How much should Ontario’s minimum wage go up? In this election campaign, it depends which party you ask


As Ontario gets ready to go to the polls June 2, the Star looks at where the parties stand on the issues that matter to voters. Today, we look at the minimum wage.

There might not be many things Ontario’s Liberals, New Democrats, Greens and Progressive Conservatives agree on, but at least in principle, raising the province’s minimum wage is one of them.

But by how much, and when? Those are where the parties differ.

The PC party is offering a 50 cent per hour jump to $15.50 this fall. The Liberals, NDP and Greens say they’ll move it to $16 an hour this year. In addition, the NDP says it would raise it another dollar per year, to $20 by 2026. The Green Party, meanwhile, would provide annual $1 increases, and a living wage top-up in regions with a higher cost of living.

It is no surprise, says workers’ rights activist Deena Ladd, that a minimum wage hike is shaping up to be a major election issue, given spiraling inflation in the wake of the COVID-19 pandemic.

“I think the parties are very much hearing at the doorstep that people are having a hard time making ends meet,” said Ladd, executive director of the Workers’ Action Centre. “I think they know that if they’re going to get some popularity at the polls, they’ve got to say something.”

In March, the most recent month for which numbers are available, the consumer price index — the official gauge of inflation — rose 6.7 per cent from a year earlier, Statistics Canada reported.

The prices of pretty much everything that makes up the CPI — including food, energy and household goods — were higher.

That kind of inflation makes a wage hike imperative, argued Leila Sarangi, national director for Campaign 2000, a coalition of groups working to end child and family poverty.

“We need a minimum-wage increase, and we need it immediately. This can’t be a one-time, year-over-year increase.
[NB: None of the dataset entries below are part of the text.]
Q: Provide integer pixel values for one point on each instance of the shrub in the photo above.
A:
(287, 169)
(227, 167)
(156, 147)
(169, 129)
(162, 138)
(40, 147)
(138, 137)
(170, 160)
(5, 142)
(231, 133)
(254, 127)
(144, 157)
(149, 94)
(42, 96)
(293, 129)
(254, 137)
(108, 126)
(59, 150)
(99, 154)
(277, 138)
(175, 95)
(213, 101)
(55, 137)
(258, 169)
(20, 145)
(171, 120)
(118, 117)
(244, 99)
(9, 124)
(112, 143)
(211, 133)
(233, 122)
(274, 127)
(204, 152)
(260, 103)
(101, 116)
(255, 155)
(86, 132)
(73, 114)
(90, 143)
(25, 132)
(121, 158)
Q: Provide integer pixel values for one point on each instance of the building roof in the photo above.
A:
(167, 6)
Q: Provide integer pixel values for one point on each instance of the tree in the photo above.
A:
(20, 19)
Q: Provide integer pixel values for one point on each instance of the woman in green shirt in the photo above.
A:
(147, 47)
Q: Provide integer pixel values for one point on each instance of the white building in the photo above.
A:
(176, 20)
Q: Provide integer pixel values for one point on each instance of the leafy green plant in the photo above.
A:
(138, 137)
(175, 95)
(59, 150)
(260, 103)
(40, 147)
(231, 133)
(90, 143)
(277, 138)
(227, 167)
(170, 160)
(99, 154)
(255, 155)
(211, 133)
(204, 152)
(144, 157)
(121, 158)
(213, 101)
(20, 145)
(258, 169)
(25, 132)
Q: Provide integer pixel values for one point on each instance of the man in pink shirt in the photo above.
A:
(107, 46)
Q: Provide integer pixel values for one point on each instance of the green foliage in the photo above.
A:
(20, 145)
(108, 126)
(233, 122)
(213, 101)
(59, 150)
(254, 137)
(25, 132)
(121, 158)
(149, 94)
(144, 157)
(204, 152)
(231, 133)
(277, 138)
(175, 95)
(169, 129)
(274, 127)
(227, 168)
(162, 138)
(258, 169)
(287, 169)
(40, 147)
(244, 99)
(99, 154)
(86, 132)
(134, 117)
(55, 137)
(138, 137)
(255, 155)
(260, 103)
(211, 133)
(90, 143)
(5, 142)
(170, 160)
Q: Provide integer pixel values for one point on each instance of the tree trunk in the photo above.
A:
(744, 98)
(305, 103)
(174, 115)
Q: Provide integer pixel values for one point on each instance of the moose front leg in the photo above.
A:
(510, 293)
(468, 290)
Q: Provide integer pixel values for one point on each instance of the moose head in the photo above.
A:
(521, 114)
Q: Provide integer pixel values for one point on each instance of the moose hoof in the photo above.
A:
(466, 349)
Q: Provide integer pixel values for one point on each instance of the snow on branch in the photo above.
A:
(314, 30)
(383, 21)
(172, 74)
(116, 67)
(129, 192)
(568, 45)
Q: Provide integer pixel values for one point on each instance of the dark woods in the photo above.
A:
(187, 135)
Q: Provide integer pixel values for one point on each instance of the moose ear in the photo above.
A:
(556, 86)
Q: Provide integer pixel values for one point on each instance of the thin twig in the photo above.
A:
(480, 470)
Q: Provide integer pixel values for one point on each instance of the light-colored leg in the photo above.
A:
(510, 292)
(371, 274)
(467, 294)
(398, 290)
The living wage in Toronto is $22 an hour, so we’re pretty far off of that mark,” said Sarangi, referring to the Ontario Living Wage Network’s assessment that a living wage in Toronto is $22.08 an hour. “People living in this province deserve work to be a real pathway out of poverty.”

An increase of a dollar or two to the minimum wage won’t keep many low-wage workers from sliding into — or remaining in — poverty, especially if inflation remains high, Sarangi argued.

“One of the indicators that we track year over year is depth of poverty by family type … and they’re all about 30 to 40 per cent below that low-income measure. Bumping up to a $16 minimum wage is not going to close that gap. A parent would still have to work three, four extra months full-time with no deductions to close that gap,” she said.

While labor and anti-poverty advocates support minimum wage increases, business lobby groups say their members are still struggling to deal with the economic impact of the COVID-19 pandemic.

“If you are doing it during a really strong economic time, it’s certainly different than doing it when there are a lot of economic challenges,” said Ryan Mallough, Ontario regional director for the Canadian Federation of Independent Business.

The economic impact of the pandemic will still be around for a while, said Mallough, adding that small businesses have racked up an average of $175,000 in debt during COVID-19.

“Just because we’re able to meet inside again, and go to movies, and have 20,000 people at Scotiabank Arena or 50,000 at the Rogers Center, it doesn’t mean the last two years didn’t happen,” Mallough said. “And for small business owners, that’s a long period. They’re already facing other cost pressures. Adding another one is difficult.”

Wage increases at the bottom of the scale filter upwards to other employees, and that, argues Mallough, hurts smaller businesses the most.

“For the majority of our members, that’s the bigger issue: The upward pressure it puts all the way up the chain,” said Mallough. “The small retailer is not Walmart. Walmart realistically can absorb those kind of increases to their bottom line. The small retailer in Toronto the last few years likely doesn’t have that ability.”

The restaurant industry, in particular, has been hammered by repeated COVID-19 lockdowns, and is facing cost increases thanks to supply-chain issues, said James Rilett, Central Canada vice-president for Restaurants Canada. Higher wages will be tough for many restaurants to afford after the struggles of the last two years, Rilett said.

“In normal times, you’d have some flexibility financially, or you’d be able to raise prices a bit,” he said. “But prices are already rising, and people have taken on so much debt, they don’t have any flexibility.”

But Ladd argued that predictions of doom and gloom because of a hike in the minimum wage rarely come true.

“When the minimum wage went up from $11.60 an hour to $14, people said small businesses would collapse under the pressure — and they didn’t,” she noted.

There’s a simple reason for that, Ladd said: People who earn the minimum wage spend every penny they’ve got, and they almost always spend it locally.

“If people have more money in their pockets, they will spend it at that mom and pop shop. They’re not going to spend it in Switzerland on a ski holiday,” said Ladd.

“Most of the members we have can’t even afford a TTC ticket right now, because it’s over three bucks. They’re not traveling outside of their neighbourhoods.”